Jayendra Shah

Producer of Gujarati Tele-serial "Katha Sarita"
Jayendra Shah Tribute Arun Bhatt

Arun Bhatt was a phenomenal person. He was someone you’d find hard to forget after meeting once, and someone you’d want to meet over and over again. Apart from being an accomplished director, he was also a very cultured and knowledgeable person, who was well versed in history and music. But above all, he was an emotional man with an innate goodness of character. 

The fact that he directed my first Gujarati serial, ‘Katha Sarita’, was a source of pride, not just for me, but for Gujarati literature and television as well. The serial was well received by rural and urban audiences. In fact, a newspaper reported that even Dhirubhai Ambani was watching the serial! The serial’s success can be attributed to the amazing work done by the writers, actors and Arunbhai’s fabulous direction. Actors would tell me that they enjoyed working with him because he tapped into their talent and inspired them to give their best performance. 

At a time when Gujrati film industry was struggling with the same kind of folk and religious stories, routine soundtracks and double meaning dialogues, Arunbhai’s socials came as a breath of fresh air.

Films like Mota Gharni Vahu, Lohi Ni Sagaai, Paarki Thaapan and Maa Baap were clean, wholesome family entertainers that gave a new lease of life to the Gujarati film industry. Familiar with both rural and urban milieu,  his stories reflected  and appealed to middle class values. He was an aficionado of both folk music and sugam sangeet, and took a keen interest in the soundtrack of all his films. Songs from his films became very popular.

As the son of Vijay Bhatt, a stalwart of the Indian film industry, direction came easily to Arunbhai and he brought to it his own style and nuance. Despite being exposed to films since childhood and making a name for himself, his family and he were humble and not ‘filmy’.  He was extremely humble, affectionate, and had a great sense of humor. Every actor or technician who worked with him considered him as a school of filmmaking. 

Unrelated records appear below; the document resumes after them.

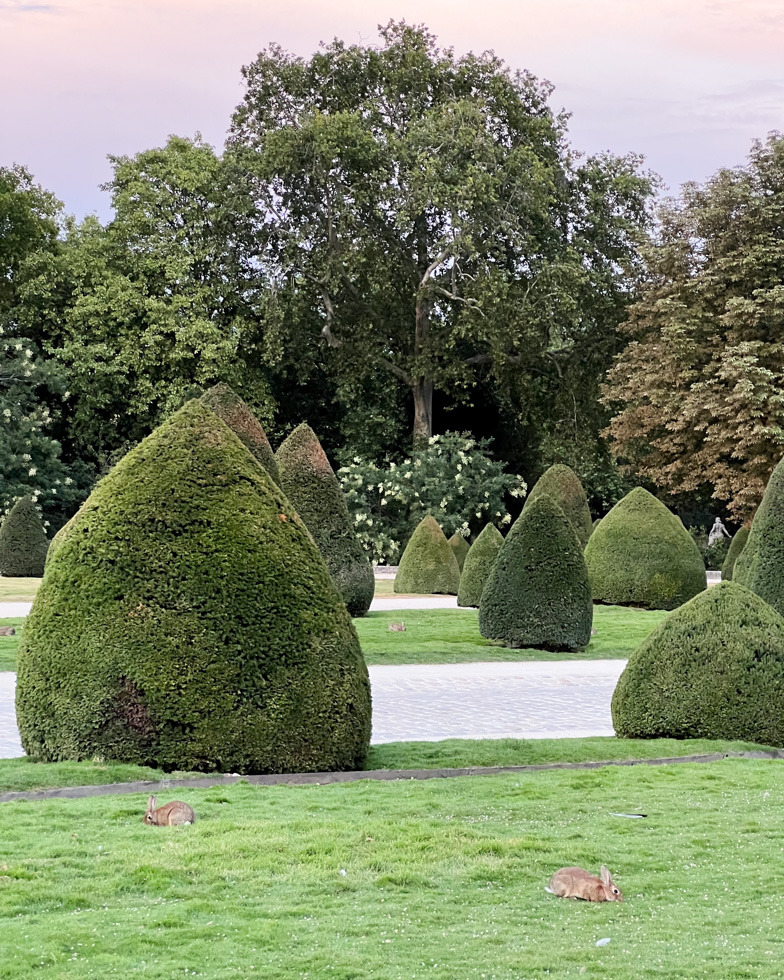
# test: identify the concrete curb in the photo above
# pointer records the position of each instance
(380, 775)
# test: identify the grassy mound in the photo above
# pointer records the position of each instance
(309, 482)
(23, 542)
(537, 594)
(191, 623)
(712, 669)
(428, 565)
(561, 484)
(478, 565)
(641, 555)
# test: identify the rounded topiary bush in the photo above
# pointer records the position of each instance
(737, 545)
(461, 547)
(537, 594)
(641, 555)
(428, 565)
(228, 406)
(561, 484)
(23, 541)
(187, 621)
(309, 482)
(713, 669)
(478, 565)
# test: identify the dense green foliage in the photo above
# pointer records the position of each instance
(760, 566)
(641, 555)
(428, 564)
(737, 545)
(537, 593)
(562, 486)
(228, 406)
(188, 622)
(461, 547)
(23, 541)
(478, 565)
(309, 482)
(713, 669)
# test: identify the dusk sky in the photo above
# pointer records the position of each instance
(688, 83)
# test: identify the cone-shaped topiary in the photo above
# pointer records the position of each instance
(561, 484)
(478, 565)
(737, 545)
(461, 547)
(641, 555)
(310, 483)
(428, 565)
(760, 566)
(188, 622)
(537, 594)
(23, 541)
(228, 406)
(713, 669)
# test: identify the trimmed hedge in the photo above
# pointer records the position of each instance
(23, 541)
(461, 547)
(478, 565)
(228, 406)
(737, 545)
(428, 565)
(537, 594)
(188, 622)
(760, 566)
(309, 482)
(713, 669)
(641, 555)
(562, 485)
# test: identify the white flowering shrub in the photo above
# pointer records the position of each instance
(454, 479)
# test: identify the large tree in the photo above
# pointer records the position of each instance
(699, 390)
(428, 208)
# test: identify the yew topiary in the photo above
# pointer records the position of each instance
(641, 555)
(713, 669)
(537, 594)
(187, 621)
(228, 406)
(561, 484)
(478, 565)
(23, 541)
(428, 565)
(309, 482)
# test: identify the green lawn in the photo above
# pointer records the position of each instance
(439, 879)
(452, 636)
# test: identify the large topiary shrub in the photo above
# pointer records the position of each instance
(461, 547)
(23, 541)
(537, 594)
(641, 555)
(561, 484)
(737, 545)
(428, 564)
(478, 565)
(228, 406)
(713, 669)
(188, 621)
(309, 482)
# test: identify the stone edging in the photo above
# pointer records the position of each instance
(327, 778)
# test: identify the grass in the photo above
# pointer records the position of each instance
(452, 636)
(437, 879)
(19, 775)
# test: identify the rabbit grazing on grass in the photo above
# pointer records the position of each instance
(576, 883)
(169, 815)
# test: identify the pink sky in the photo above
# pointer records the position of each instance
(688, 83)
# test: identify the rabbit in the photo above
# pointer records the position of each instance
(168, 815)
(576, 883)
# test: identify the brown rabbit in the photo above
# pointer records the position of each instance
(576, 883)
(169, 815)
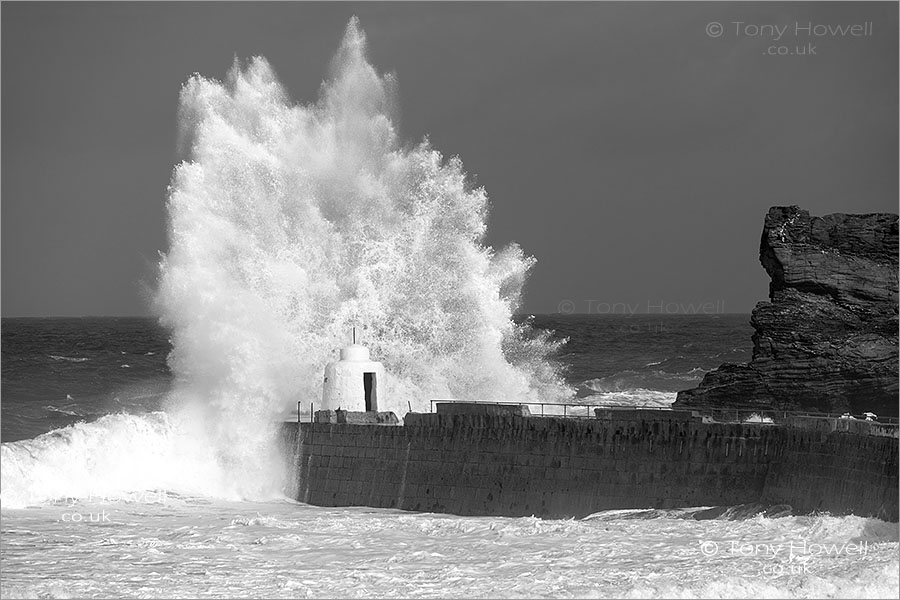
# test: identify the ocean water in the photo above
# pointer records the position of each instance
(140, 459)
(91, 508)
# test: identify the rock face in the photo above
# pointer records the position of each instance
(827, 340)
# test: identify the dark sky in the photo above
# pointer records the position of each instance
(633, 154)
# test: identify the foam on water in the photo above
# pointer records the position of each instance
(285, 550)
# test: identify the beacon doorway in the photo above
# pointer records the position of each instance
(370, 385)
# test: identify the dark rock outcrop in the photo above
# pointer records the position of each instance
(827, 340)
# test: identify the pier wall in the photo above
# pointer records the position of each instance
(501, 464)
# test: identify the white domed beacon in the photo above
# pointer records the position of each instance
(354, 382)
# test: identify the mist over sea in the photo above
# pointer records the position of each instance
(140, 458)
(85, 437)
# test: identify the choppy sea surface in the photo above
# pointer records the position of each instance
(92, 506)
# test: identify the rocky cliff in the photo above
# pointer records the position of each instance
(827, 339)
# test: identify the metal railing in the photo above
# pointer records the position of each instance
(574, 410)
(720, 415)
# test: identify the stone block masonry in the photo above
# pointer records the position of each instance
(482, 464)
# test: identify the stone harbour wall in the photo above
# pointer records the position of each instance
(551, 467)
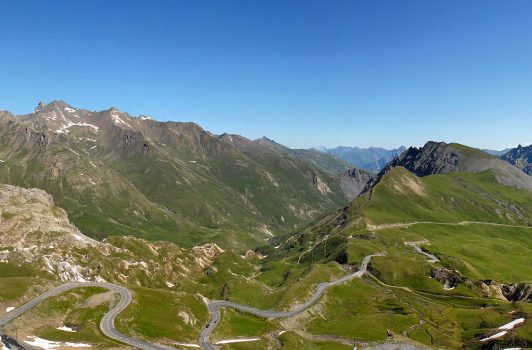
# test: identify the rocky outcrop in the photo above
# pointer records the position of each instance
(353, 181)
(448, 278)
(517, 291)
(521, 157)
(442, 158)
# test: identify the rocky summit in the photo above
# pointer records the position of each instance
(521, 157)
(117, 174)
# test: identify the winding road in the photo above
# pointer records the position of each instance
(107, 324)
(214, 306)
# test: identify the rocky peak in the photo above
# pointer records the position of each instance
(271, 144)
(432, 158)
(53, 106)
(40, 106)
(521, 157)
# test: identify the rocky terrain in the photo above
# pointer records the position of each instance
(521, 157)
(34, 231)
(442, 158)
(371, 159)
(353, 182)
(165, 180)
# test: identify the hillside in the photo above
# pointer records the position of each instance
(521, 157)
(118, 174)
(457, 250)
(442, 158)
(453, 267)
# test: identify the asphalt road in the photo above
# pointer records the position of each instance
(107, 324)
(214, 306)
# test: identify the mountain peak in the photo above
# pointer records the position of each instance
(54, 105)
(40, 106)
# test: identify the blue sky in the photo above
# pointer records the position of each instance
(305, 73)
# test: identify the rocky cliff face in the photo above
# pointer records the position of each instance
(442, 158)
(118, 174)
(521, 157)
(33, 230)
(353, 182)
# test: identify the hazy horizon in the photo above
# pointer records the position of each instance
(302, 73)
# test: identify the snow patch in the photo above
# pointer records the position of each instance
(512, 324)
(64, 128)
(229, 341)
(495, 336)
(66, 329)
(48, 344)
(188, 345)
(117, 120)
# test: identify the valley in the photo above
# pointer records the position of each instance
(124, 232)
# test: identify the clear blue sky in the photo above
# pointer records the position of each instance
(305, 73)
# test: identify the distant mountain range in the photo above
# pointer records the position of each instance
(372, 159)
(116, 174)
(495, 152)
(521, 157)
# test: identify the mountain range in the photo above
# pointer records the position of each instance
(184, 218)
(371, 159)
(119, 174)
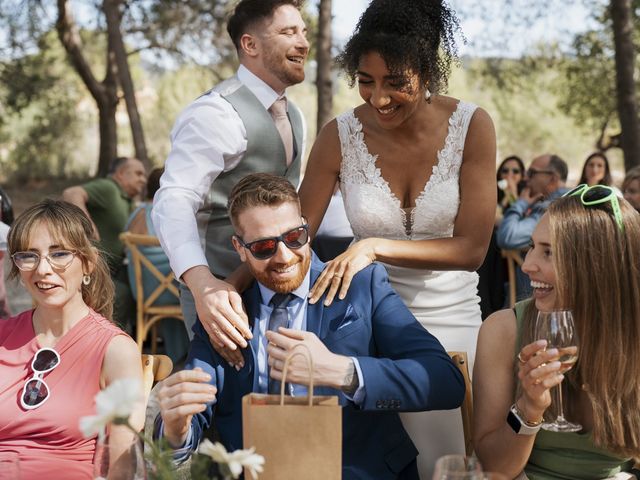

 Arunbhai was a perfectionist. For a Meghani story, we wanted to shoot in a Parsi home, which we were lucky to find in Umargam. But he also wanted a railway track, which was difficult as the railways refused to give us permission to shoot. Finally, we found an under construction railway line in Panvel. When we went there, it was raining, so we had to reschedule the shoot. The budget of a Gujarati serial cannot accommodate outdoor shoots, but somehow we were able to manage. This quest for perfection showed in his work. 

Once, when we were shooting in Filmistan, Mithun  Chakraborty was also there for a shoot. Having worked with Arunbhai in Ghar Jamai, he came on our set to meet him, and we had tea together. While leaving he told me, ‘Never leave this man (Arunbhai).’

There have been many directors in the Gujarati film industry, but it will be hard to find a director or a man like Arun Bhatt. Arunbhai will be remembered forever for his creations.